C’est l’assureur Malakoff Médéric qui a mené l’enquête. En 2018, 34% des salariés du privé ont été absents au moins un jour pour maladie. Les seniors sont particulièrement touchés par les arrêts de longue durée.

L'entrée des locaux de la Caisse nationale de l'Assurance maladie, à Paris
L'entrée des locaux de la Caisse nationale de l'Assurance maladie, à Paris © AFP / Bertrand Guay

Ce sont plus de 2 000 salariés du privé et 300 médecins qui ont répondu aux questions de l’assureur Malakoff Médéric, afin de réaliser son baromètre. Le résultat est éloquent : 34% des salariés ont été absents au moins un jour dans l’année pour maladie. C’est moins que les employés des collectivités territoriales (45%, d’après le cabinet Sofaxis).

Derrière ce chiffre, il faut distinguer les types d’arrêts maladie et leur durée.

40% d’arrêts maladie inférieurs à trois jours

On les appelle les arrêts courts. Ils sont délivrés, en majorité, aux travailleurs trentenaires et sont provoqués par des maladies ordinaires (grippe, gastro-entérite, fatigue). "Les 30-39 ans sont également à un moment de leur vie où ils sont à la recherche d’une vie familiale", explique Anne-Sophie Godon, directrice innovation chez Malakoff Médéric. "C’est un âge où l’on est susceptible d’avoir des enfants en bas âge et qui nécessitent parfois de s’arrêter une journée.

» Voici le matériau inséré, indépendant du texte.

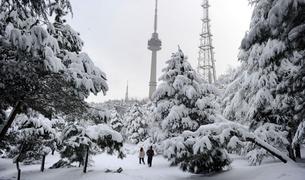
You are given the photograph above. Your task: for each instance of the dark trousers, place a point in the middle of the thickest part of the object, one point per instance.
(141, 160)
(149, 161)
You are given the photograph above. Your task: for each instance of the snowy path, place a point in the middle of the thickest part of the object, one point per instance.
(160, 171)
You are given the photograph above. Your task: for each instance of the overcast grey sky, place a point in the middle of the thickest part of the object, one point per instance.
(116, 32)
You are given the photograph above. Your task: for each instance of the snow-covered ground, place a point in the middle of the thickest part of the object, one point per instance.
(160, 171)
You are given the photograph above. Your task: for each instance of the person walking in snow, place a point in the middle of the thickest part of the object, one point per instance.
(141, 155)
(150, 153)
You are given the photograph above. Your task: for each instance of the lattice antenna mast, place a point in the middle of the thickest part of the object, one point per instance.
(206, 61)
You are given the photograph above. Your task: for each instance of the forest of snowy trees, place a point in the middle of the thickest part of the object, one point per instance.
(256, 110)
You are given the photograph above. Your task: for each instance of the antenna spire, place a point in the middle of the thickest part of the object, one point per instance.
(156, 17)
(206, 62)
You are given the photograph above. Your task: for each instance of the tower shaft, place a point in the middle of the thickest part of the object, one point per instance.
(154, 44)
(206, 62)
(126, 93)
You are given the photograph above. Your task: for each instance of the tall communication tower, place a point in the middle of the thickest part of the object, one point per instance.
(154, 45)
(206, 61)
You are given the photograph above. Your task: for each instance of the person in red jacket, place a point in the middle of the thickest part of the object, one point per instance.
(141, 155)
(150, 153)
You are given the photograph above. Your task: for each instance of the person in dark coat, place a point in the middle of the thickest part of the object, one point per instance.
(150, 153)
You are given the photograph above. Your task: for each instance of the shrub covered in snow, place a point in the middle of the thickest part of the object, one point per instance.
(76, 138)
(32, 137)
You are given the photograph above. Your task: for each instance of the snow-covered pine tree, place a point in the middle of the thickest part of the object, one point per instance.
(42, 66)
(272, 54)
(183, 104)
(33, 137)
(135, 124)
(180, 98)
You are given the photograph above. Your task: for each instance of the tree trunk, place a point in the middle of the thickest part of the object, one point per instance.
(86, 160)
(10, 120)
(269, 149)
(297, 150)
(42, 163)
(18, 170)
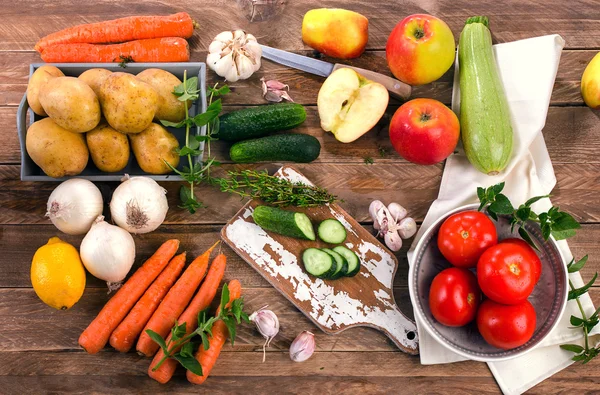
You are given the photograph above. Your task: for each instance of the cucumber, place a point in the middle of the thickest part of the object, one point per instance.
(351, 258)
(283, 147)
(485, 125)
(259, 121)
(287, 223)
(332, 231)
(341, 264)
(318, 263)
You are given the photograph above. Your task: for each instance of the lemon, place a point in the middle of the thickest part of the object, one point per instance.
(57, 274)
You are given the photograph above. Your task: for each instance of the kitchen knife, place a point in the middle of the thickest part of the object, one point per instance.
(315, 66)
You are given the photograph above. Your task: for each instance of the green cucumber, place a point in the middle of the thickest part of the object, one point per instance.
(486, 129)
(259, 121)
(283, 222)
(282, 147)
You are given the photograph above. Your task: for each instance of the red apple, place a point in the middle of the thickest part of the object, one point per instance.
(424, 131)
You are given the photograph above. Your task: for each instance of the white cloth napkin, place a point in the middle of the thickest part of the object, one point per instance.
(527, 69)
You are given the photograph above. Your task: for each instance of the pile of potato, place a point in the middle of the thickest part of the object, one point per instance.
(75, 128)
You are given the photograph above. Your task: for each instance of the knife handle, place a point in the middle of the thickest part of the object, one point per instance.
(396, 88)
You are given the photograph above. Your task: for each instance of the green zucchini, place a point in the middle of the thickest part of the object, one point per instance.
(283, 222)
(259, 121)
(485, 124)
(282, 147)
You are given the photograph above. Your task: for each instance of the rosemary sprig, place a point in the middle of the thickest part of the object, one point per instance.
(186, 344)
(195, 173)
(273, 190)
(561, 225)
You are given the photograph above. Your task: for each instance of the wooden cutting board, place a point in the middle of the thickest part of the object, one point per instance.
(333, 305)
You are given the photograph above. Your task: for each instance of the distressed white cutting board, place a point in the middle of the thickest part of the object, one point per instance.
(333, 305)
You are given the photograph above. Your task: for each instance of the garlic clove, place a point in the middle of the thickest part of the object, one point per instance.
(407, 228)
(302, 347)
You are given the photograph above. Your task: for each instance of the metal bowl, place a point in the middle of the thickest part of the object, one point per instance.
(549, 296)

C’est aussi une période où l’on s’investit énormément dans son travail, dans l’optique de progresser dans sa carrière, et certains ont besoin de souffler".

Au total, 86% des arrêts maladie sont inférieurs à 30 jours.

14% d’arrêts maladie supérieurs à un mois

Pour résumer, les jeunes travailleurs s’arrêtent souvent mais reviennent rapidement au travail, les seniors s’arrêtent plus rarement mais plus longtemps.

En effet, les plus de 50 ans représentent quasiment la moitié des arrêts de plus d’un mois (42%, contre 34% en 2012). Les raisons personnelles restent les plus fréquentes mais l’environnement de travail est également en cause, davantage que pour les arrêts courts.

Pour Anne-Sophie Godon, de Malakoff Médéric, cela s’explique par plusieurs facteurs, à commencer par "le vieillissement de la population active. Le rythme de travail s’est intensifié et on voit apparaître des formes d’usure physique et psychique. Aussi, il y a un phénomène de désengagement régulier des salariés envers leur travail, qui s’explique par le contexte actuel. Il y a un besoin d’équilibrer ses différentes sphères de vie".

Avec un constat implacable : plus l’arrêt de travail est long, plus le salarié a des difficultés pour reprendre son travail.

23% des salariés n’utilisent pas leur arrêt de travail 

Il existe des salariés particulièrement consciencieux. Un employé sur quatre arrêté par son médecin choisit malgré tout d’aller travailler, d'après ce baromètre.

Enfin, du côté des dirigeants d'entreprise, ils sont certes 69% à estimer que l'absentéisme remet en cause leurs pratiques managériales... mais sont également nombreux (64%) à réclamer davantage de contrôles sur les arrêts maladie, notamment l’obligation d’une contre-visite.